Thursday, 19 July 2018

Charity chief overjoyed to receive British Empire Medal

Charity chief overjoyed to receive British Empire Medal

A CHARITY boss from Caversham has been presented with her British Empire Medal.

Frances Woolaway, of Winterberry Way, was recognised in the New Year’s Honours list for her work with the Ways and Means Trust in Peppard.

She was presented with the medal by James Puxley, the Lord Lieutenant of Berkshire, at a ceremony at the University of Reading.

Mrs Woolaway, 58, is the chief executive of the charity, which improves the lives of disabled adults by providing 
rehabilitation and training.

She was also honoured for her community work in Caversham, where she has lived for most of her life.

She chairs the Caversham Court management committee and is a member of Reading Abbey Rotary Club and used to be an active member of Caversham Traders’ Association.

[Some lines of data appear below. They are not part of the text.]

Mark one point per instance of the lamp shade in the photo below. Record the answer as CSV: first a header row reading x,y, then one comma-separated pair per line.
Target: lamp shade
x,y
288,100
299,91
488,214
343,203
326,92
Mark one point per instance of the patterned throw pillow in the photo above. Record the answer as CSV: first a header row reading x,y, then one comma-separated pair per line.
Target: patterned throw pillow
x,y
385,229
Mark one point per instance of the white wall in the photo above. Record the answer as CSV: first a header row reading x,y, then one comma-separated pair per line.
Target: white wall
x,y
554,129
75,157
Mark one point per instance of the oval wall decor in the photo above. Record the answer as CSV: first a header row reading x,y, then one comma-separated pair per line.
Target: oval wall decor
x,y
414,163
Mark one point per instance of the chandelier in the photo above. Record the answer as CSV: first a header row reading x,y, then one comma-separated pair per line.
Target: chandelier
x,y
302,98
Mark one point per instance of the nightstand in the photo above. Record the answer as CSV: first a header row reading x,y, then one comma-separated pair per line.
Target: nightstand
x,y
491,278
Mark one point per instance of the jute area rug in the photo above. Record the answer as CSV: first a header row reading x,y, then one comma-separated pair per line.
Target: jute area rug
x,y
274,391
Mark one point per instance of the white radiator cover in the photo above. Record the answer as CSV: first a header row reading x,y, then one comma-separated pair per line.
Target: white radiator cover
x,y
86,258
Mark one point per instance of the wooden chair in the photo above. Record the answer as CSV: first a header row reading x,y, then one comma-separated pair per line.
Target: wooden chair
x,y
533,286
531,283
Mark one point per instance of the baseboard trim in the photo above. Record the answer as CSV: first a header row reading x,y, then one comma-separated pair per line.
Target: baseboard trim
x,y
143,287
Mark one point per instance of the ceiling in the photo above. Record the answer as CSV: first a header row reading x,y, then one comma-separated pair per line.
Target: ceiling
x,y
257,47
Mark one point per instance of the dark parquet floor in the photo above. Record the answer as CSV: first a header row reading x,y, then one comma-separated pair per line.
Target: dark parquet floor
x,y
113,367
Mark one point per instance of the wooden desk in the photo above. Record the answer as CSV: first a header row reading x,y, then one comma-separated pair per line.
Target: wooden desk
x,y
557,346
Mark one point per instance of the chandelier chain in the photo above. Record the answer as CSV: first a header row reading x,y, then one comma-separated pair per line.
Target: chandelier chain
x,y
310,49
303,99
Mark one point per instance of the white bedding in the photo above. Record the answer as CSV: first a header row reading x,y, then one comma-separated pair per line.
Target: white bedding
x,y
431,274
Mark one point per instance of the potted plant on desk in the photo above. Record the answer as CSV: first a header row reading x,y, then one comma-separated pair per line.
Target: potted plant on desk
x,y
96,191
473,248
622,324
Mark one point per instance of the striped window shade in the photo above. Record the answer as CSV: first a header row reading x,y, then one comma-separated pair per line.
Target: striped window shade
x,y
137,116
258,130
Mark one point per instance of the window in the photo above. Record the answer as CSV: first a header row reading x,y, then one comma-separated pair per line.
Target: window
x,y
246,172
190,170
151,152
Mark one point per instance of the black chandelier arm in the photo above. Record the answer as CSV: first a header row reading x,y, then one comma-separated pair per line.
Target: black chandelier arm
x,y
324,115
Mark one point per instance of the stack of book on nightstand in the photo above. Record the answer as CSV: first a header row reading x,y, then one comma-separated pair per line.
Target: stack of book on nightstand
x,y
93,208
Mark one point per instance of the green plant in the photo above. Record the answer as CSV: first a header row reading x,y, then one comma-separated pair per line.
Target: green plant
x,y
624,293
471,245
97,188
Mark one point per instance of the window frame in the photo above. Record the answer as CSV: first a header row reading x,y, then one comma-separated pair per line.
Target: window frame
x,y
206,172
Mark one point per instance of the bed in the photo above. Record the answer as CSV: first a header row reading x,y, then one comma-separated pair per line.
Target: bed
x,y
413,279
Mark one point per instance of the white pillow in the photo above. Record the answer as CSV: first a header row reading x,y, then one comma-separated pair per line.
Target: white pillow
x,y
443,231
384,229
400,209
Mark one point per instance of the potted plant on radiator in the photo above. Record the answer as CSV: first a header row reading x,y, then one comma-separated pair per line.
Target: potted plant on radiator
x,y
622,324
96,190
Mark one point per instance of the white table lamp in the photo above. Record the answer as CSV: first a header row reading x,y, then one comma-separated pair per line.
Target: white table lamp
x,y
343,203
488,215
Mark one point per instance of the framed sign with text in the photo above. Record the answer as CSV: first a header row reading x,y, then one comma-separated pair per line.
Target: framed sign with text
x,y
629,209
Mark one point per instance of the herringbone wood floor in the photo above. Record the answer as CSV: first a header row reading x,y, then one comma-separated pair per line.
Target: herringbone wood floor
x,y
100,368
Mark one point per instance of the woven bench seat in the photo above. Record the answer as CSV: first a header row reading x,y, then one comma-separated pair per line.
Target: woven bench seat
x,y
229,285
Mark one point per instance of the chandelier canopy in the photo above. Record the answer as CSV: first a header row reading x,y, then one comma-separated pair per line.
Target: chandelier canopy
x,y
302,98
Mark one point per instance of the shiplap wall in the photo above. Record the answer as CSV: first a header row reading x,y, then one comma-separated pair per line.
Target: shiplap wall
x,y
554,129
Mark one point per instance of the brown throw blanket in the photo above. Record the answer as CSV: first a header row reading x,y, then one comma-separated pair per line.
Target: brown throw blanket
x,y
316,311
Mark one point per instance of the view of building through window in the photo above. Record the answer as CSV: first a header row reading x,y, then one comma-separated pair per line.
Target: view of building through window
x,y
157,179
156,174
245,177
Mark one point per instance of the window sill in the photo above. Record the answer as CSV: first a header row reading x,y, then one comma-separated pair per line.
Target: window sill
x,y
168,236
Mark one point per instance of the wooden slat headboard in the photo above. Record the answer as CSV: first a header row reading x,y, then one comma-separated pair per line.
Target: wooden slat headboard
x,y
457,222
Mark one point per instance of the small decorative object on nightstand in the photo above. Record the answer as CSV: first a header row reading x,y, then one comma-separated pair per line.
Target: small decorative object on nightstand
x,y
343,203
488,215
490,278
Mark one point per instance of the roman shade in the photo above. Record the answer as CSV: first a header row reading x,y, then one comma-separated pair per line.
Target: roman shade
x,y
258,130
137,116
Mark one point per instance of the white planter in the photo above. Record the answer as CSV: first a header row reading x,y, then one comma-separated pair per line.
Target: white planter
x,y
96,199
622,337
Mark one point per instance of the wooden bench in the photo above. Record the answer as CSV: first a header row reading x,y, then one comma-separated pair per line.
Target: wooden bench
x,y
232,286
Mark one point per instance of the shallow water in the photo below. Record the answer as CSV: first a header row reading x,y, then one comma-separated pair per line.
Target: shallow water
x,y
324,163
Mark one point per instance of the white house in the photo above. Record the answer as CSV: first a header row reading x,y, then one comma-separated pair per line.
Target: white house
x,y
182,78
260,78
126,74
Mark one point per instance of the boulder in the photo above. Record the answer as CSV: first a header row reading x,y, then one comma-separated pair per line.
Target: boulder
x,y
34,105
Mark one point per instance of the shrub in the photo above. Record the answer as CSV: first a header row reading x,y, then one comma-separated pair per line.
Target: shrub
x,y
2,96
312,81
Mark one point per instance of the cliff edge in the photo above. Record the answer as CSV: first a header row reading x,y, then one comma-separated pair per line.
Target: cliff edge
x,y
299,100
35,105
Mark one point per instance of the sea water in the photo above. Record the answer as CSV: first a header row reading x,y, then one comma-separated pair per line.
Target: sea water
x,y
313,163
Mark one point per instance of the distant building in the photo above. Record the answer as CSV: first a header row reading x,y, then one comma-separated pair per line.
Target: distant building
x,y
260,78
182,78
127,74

Andrew Villars, chairman of the charity, and Vickie Abel, chairwoman of the Friends of Caversham Court, nominated her for the honour.

Mrs Woolaway attended the ceremony with her husband Steve, Mr Villars and Mrs Abel.

When it came to the presentation, Dr Christina Hill Williams, one of the deputy lord lieutenants, told the 80-strong audience about her achievements.

“It was brilliant, absolutely brilliant,” said Mrs Woolaway. “I had no idea what to expect when we arrived but it was a super afternoon for us. 

“It was uplifting and heartwarming to be part of the afternoon and I was made to feel incredibly special. It made me realise all the community things which are going on in the background.”

The next day she took the medal to work.

Mrs Woolaway, who has worked for the charity for almost 20 years, said: “I showed it to all the adults and it has been much shown around because it’s a thing to be proud of.”

The Ways and Means Trust was founded by Dr David Duncan, a consultant psychiatrist at the former Borocourt Hospital, near Peppard, to help rehabilitate patients with mental health issues.

It was originally based at Huntley and Palmers in Reading before moving to Caversham in the Seventies. It opened Greenshoots, a horticultural therapy unit, at Manor Farm in Peppard in 1997 and moved there itself in 2014.

The charity also has a packaging operation, a cleaning company and a canteen teaching unit.

The ceremony also included the presentation of the Queen’s Award for Voluntary Service.

One of the recipients was Caversham Good Neighbours, which provides transport for the elderly and disabled and arranges visits to the sick and housebound.